MPI byte and message counts are currently collected only for point-to-point messages; they are not recorded for collective communication functions. The MPI Bytes Received metric counts the actual number of bytes received in all messages. MPI Bytes Sent counts the actual number of bytes sent in all messages. MPI Sends counts the number of messages sent, and MPI Receives counts the number of messages received.
Collecting MPI tracing data can help you identify places where you have a performance problem in an MPI program that could be due to MPI calls. Examples of possible performance problems are load balancing, synchronization delays, and communications bottlenecks.

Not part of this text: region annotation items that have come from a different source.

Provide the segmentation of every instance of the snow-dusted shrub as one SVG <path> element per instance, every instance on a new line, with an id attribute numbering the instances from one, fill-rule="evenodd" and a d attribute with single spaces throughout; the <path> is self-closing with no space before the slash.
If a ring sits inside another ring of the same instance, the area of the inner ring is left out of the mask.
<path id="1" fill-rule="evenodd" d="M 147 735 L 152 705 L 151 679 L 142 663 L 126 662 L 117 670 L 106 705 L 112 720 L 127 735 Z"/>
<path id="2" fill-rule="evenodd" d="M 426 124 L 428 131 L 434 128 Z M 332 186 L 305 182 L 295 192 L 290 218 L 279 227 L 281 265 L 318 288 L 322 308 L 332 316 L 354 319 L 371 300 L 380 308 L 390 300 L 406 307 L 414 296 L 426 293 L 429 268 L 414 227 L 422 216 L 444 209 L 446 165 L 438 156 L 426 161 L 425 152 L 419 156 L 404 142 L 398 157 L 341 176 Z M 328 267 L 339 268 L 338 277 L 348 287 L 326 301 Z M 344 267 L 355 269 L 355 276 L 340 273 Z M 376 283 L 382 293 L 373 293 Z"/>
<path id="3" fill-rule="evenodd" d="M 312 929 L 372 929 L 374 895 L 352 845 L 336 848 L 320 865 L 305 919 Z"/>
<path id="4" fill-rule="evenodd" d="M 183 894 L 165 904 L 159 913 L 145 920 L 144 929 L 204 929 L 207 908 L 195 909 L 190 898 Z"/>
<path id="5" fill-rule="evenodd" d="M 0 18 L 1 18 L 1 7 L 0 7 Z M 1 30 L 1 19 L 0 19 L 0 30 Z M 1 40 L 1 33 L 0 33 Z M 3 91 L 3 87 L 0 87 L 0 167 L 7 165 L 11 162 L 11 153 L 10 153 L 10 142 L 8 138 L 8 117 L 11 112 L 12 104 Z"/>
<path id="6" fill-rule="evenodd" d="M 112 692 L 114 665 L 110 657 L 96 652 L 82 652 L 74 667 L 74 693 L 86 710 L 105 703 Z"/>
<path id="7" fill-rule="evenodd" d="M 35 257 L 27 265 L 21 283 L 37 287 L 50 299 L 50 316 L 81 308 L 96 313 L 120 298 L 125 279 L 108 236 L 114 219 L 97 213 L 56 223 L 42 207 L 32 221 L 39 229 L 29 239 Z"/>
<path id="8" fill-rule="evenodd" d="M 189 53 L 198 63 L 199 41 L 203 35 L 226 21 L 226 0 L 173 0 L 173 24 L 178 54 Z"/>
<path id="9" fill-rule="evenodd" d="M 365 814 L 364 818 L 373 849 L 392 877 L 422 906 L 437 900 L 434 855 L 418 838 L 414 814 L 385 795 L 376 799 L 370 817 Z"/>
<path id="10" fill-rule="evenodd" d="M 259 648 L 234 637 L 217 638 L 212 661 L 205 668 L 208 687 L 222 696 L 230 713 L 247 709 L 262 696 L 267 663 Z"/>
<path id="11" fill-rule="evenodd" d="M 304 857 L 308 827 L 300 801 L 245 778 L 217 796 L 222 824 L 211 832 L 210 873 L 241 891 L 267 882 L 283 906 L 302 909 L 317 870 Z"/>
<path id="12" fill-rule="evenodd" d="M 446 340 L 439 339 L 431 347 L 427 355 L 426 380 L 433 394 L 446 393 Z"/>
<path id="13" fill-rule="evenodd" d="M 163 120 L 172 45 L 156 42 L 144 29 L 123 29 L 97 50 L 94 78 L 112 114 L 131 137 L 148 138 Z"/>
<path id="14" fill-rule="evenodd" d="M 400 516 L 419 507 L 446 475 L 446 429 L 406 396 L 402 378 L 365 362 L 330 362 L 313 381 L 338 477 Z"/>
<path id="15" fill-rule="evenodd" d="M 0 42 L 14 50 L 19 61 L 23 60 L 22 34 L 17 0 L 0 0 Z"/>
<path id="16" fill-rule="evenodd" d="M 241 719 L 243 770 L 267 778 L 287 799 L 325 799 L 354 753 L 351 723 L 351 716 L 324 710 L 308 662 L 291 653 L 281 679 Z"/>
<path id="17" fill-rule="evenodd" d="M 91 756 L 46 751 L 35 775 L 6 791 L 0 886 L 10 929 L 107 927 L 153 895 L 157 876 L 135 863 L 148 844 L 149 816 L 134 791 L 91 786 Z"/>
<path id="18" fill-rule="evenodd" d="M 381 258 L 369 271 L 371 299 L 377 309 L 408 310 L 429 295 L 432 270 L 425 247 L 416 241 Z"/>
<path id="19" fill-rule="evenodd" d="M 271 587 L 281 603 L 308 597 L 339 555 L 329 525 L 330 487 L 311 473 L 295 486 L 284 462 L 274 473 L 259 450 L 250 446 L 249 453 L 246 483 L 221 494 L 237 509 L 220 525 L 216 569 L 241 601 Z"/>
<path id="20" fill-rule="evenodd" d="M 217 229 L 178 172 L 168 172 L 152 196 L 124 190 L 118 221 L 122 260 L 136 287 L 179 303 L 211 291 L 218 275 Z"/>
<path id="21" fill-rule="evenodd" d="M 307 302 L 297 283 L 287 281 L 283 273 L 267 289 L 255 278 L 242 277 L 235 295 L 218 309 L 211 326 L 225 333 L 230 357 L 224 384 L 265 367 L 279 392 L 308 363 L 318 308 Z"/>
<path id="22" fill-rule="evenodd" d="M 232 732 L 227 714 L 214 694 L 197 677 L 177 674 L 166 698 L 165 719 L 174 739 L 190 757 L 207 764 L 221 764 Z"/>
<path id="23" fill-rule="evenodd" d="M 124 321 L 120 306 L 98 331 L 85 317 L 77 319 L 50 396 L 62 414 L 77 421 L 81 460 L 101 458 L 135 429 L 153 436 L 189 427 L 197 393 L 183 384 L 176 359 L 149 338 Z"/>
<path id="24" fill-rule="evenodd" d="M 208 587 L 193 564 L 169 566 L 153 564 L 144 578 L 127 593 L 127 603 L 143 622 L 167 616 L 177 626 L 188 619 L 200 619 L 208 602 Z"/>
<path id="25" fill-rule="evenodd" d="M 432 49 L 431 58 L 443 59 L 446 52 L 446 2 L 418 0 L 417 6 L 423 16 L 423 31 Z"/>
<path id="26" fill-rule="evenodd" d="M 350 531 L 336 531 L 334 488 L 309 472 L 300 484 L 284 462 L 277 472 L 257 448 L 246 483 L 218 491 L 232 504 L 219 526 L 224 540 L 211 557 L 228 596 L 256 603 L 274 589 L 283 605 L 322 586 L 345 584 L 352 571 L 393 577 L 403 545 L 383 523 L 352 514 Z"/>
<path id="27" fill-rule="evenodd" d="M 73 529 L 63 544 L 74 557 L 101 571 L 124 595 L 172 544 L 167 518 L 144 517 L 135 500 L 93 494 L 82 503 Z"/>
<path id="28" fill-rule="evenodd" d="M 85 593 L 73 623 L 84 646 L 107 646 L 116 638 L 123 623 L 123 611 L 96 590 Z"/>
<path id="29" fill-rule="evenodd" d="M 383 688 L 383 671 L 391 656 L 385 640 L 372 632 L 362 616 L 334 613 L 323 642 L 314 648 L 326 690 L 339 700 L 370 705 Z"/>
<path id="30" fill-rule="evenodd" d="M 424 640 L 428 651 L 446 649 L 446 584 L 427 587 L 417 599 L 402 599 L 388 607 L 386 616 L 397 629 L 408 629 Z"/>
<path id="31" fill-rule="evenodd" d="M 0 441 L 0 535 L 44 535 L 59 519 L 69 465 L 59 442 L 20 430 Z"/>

Global data is recorded by the Collector in packets called sample packets. Each packet contains a header, a timestamp, execution statistics from the kernel such as page fault and I/O data, context switches, and a variety of page residency (working-set and paging) statistics. The data recorded in sample packets is global to the program and is not converted into performance metrics. The process of recording sample packets is called sampling.
Sample packets are recorded in the following circumstances:
When the program stops for any reason during debugging in the IDE or in dbx, such as at a breakpoint, if the option to do this is set
At the end of a sampling interval, if you have selected periodic sampling. The sampling interval is specified as an integer in units of seconds. The default value is 1 second
When you use the dbx collector sample record command to manually record a sample
At a call to collector_sample, if you have put calls to this routine in your code (see Program Control of Data Collection)
When a specified signal is delivered, if you have used the -l option with the collect command (see the collect(1) man page)
When collection is initiated and terminated
When you pause collection with the dbx collector pause command (just before the pause) and when you resume collection with the dbx collector resume command (just after the resume)
Before and after a descendant process is created
The performance tools use the data recorded in the sample packets to group the data into time periods, which are called samples. You can filter the event-specific data by selecting a set of samples, so that you see only information for these particular time periods. You can also view the global data for each sample.
The performance tools make no distinction between the different kinds of sample points. To make use of sample points for analysis you should choose only one kind of point to be recorded. In particular, if you want to record sample points that are related to the program structure or execution sequence, you should turn off periodic sampling, and use samples recorded when dbx stops the process, or when a signal is delivered to the process that is recording data using the collect command, or when a call is made to the Collector API functions.